Wright has three children and nine grandchildren, according to his official biography.
– Nicholas Wu
Senate to decide contours of Trump impeachment trial
With oral arguments in the Senate impeachment trial of former President Donald Trump scheduled to start Tuesday, senators face key decisions on how to arrange the trial, including the crucial question of whether to call witnesses.
Witnesses could help House Democrats prosecuting the case chronicle the insurrection Jan. 6 at the Capitol that Trump is charged with inciting. Some Senate Democrats, including Georgia Sen. Raphael Warnock, who was sworn in after the riot, are eager to hear as much detail as possible.
“I want a clear record for future generations about what happened on Jan. 6,” said Sen. Dick Durbin of Illinois, the second-ranking Democrat in the Senate. “When I read that 40% of Trump’s followers believe that antifa was actually in the group that motivated these people to act in a terrorist way, I’m outraged.”
Extensive reporting by USA TODAY and other media organizations has identified dozens of people who forced their way into the Capitol, all of whom showed a history of being avid Trump supporters. USA TODAY also tracked how the antifa “false flag” conspiracy theory was generated online and quickly spread — even to the floors of Congress.
House Democrats are expected to play videos of Trump’s speech, the mob smashing into the Capitol and rioters occupying the Senate chamber. Police officers could offer harrowing witness testimony. Beyond the events of Jan. 6, the article charged Trump with pressuring Georgia Secretary of State Brad Raffensperger to change overturn the election results in his state based on a recorded phone call. Prosecutors could at least play the recording, but might also want to call him as a witness.
Jurors and witnesses:Senators take on unprecedented role in Trump’s second impeachment trial
House prosecutors, who are called managers, led by Rep. Jamie Raskin, D-Md., asked last week for Trump to testify under oath. He declined, with his lawyers calling the request a publicity stunt.
Witnesses could also prolong a trial that members of both parties want over quickly. Democrats are eager to confirm President Joe Biden’s nominees and to adopt legislation dealing with the COVID-19 pandemic. All but a handful of Republicans in each chamber opposed even holding a trial.
“I don’t think the country needs a whole lot,” said Sen. Lindsey Graham, R-S.C., who noted that House Democrats approved the article of impeachment without calling witnesses. “I guess the public record is your television screen, I don’t know.”

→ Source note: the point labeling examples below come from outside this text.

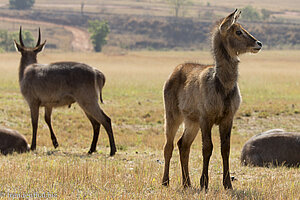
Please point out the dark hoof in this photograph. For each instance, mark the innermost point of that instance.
(112, 153)
(90, 152)
(55, 144)
(33, 148)
(165, 183)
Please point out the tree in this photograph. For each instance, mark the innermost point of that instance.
(99, 31)
(178, 5)
(250, 14)
(21, 4)
(6, 39)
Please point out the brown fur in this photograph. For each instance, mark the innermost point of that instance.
(59, 84)
(204, 95)
(275, 147)
(12, 141)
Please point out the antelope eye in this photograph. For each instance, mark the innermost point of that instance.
(238, 32)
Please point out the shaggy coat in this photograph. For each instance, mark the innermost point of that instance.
(59, 84)
(204, 95)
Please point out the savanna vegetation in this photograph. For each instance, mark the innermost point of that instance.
(145, 24)
(269, 83)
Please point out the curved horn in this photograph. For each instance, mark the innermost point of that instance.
(20, 37)
(39, 39)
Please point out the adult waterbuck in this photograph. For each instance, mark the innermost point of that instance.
(12, 141)
(59, 84)
(204, 95)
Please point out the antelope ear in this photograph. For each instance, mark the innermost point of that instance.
(18, 47)
(40, 47)
(229, 20)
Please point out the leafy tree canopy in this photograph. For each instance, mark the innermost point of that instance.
(99, 31)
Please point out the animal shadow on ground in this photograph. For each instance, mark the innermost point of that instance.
(233, 194)
(73, 154)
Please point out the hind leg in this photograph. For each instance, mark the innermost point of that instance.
(48, 111)
(225, 132)
(172, 123)
(207, 148)
(96, 128)
(184, 144)
(96, 113)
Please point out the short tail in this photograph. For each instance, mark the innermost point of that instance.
(101, 83)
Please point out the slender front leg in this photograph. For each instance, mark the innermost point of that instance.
(225, 132)
(171, 126)
(34, 110)
(96, 128)
(207, 148)
(184, 145)
(48, 111)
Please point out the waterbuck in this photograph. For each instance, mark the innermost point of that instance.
(204, 95)
(59, 84)
(12, 141)
(276, 147)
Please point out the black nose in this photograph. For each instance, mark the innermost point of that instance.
(259, 43)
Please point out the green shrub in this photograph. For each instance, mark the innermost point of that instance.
(99, 31)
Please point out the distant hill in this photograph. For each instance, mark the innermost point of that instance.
(145, 32)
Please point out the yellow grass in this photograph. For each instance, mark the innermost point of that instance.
(269, 83)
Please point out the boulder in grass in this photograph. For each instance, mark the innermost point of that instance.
(276, 147)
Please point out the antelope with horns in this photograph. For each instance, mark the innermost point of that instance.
(204, 95)
(59, 84)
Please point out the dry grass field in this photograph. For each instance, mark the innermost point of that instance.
(269, 83)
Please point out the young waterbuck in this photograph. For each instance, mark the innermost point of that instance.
(59, 84)
(204, 95)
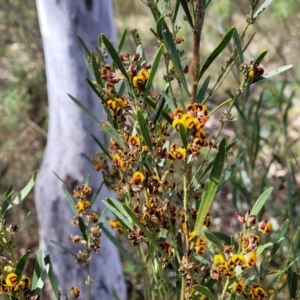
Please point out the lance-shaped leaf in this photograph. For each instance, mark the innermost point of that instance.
(38, 268)
(144, 129)
(183, 135)
(8, 204)
(21, 264)
(225, 41)
(96, 70)
(281, 234)
(202, 90)
(238, 46)
(82, 228)
(273, 73)
(233, 168)
(214, 239)
(292, 283)
(122, 40)
(52, 277)
(154, 68)
(114, 55)
(211, 186)
(187, 12)
(262, 8)
(175, 57)
(70, 200)
(158, 110)
(261, 201)
(204, 291)
(160, 26)
(154, 106)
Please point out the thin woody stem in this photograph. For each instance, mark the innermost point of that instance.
(199, 16)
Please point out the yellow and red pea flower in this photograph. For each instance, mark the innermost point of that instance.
(82, 205)
(139, 81)
(239, 286)
(75, 292)
(11, 279)
(138, 178)
(116, 225)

The decision on witnesses will be part of the Senate debate on a resolution organizing details about the trial such as how much time each side has for arguments. For Trump’s first trial, the Senate, then led by Republicans, voted to reject calling witnesses. At that time, House Democrats wanted witnesses to explain Trump’s dealings with Ukraine, but Senate Republicans refused.
In addition to the organizing resolution, the Senate is set to receive Monday the most detailed written argument yet from Trump’s defense team responding to a House brief filed last week. Trump’s team has called the trial unconstitutional for pursuing him after he left office. The team also argued that the speech Trump gave Jan. 6 before the mob rampaged through the Capitol was protected by the First Amendment.